---
name: msom-data-analysis
description: Use when executing and reporting the analysis for a Manufacturing & Service Operations Management (M&SOM) manuscript — proving structural results and running numerical studies for analytical work, or estimating and stress-testing identified effects for empirical work, plus meeting M&SOM's data-and-code replicability policy. Executes the analysis designed in msom-methods.
---

# Analysis & Replicability (msom-data-analysis)

## When to trigger

- Proofs are drafted and you need a numerical study that earns its keep
- Estimates exist and you must defend identification and robustness
- A reviewer says "the result is an artifact of the assumptions/specification"
- You are preparing the data and code disclosure M&SOM requires

## Analytical work: proofs plus a disciplined numerical study

M&SOM's dominant tradition is **analytical/stochastic modeling**, so rigor is judged first on the **proofs** and then on a numerical study that does real work:

- **Proofs**: state results as propositions/theorems; full proofs go in the online supplement (≤ 16 pages for a new submission). Verify monotonicity/convexity/threshold or base-stock structure rigorously.
- **Numerical study**: use realistic parameter ranges; quantify the *magnitude* of the structural effect, the value of the proposed policy versus benchmarks/heuristics, and the cost of relaxed assumptions. Report instance generation, seeds, and solver/settings so results reproduce.
- **Sensitivity**: show which assumptions bind and how conclusions move as primitives (demand variability, lead time, cost ratios) change.

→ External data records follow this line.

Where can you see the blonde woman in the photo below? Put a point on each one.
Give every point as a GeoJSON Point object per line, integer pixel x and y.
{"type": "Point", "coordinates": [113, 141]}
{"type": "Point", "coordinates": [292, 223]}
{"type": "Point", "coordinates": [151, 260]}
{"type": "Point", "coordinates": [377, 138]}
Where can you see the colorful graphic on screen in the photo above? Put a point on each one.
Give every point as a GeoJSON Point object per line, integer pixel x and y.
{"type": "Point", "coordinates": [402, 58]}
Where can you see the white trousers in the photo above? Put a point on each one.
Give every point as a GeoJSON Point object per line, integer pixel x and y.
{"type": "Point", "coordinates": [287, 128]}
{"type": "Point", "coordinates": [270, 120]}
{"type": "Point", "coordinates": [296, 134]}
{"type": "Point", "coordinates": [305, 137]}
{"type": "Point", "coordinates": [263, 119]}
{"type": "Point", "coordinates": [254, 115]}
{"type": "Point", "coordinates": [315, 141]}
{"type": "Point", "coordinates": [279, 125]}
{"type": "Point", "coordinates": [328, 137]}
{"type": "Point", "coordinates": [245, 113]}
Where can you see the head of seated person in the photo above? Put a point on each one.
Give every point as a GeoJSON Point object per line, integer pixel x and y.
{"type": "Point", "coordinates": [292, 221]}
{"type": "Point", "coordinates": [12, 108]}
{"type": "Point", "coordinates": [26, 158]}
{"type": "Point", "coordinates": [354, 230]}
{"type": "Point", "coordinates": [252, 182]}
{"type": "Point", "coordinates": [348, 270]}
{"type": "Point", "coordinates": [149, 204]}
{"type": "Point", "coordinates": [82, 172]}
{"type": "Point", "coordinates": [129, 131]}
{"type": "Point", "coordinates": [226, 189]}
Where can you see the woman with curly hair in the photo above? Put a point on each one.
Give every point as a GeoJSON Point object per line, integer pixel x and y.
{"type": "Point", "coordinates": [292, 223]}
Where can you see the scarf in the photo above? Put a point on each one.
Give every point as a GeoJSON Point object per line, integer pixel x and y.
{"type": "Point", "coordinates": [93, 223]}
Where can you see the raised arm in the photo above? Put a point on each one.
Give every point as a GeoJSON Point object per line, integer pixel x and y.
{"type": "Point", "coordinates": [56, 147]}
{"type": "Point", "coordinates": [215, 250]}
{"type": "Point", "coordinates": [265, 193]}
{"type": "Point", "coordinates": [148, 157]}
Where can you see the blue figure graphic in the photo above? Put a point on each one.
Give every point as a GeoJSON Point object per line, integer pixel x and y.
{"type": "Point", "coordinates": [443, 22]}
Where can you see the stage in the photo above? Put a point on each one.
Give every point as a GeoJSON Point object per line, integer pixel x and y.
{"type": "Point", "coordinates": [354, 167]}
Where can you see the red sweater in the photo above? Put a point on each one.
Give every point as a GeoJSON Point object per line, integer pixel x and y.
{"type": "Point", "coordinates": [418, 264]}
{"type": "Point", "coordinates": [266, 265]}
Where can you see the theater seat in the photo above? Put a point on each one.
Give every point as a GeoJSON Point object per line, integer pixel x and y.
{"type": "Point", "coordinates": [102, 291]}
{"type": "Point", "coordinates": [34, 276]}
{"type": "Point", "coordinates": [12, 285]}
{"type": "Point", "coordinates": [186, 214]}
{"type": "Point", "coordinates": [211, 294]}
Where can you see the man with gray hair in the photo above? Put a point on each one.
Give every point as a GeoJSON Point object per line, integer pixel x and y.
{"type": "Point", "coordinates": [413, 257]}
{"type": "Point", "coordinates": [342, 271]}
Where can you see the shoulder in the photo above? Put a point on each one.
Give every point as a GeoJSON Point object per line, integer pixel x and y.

## Empirical work: identified effects, not correlations

- Defend the **identification** designed in `msom-methods`: parallel-trends/event-study evidence for DiD, first-stage strength and exclusion for IV, density/covariate-balance for RDD, model fit and identification for structural estimation.
- Treat operational decisions (capacity, inventory, staffing, routing) as **endogenous**; address selection and simultaneity explicitly.
- **Robustness**: alternative specifications, samples, and operational measures; cluster standard errors at the operational unit; report effect *magnitudes* in operational terms (units, hours, dollars), not just significance.

## Replicability policy (M&SOM / INFORMS)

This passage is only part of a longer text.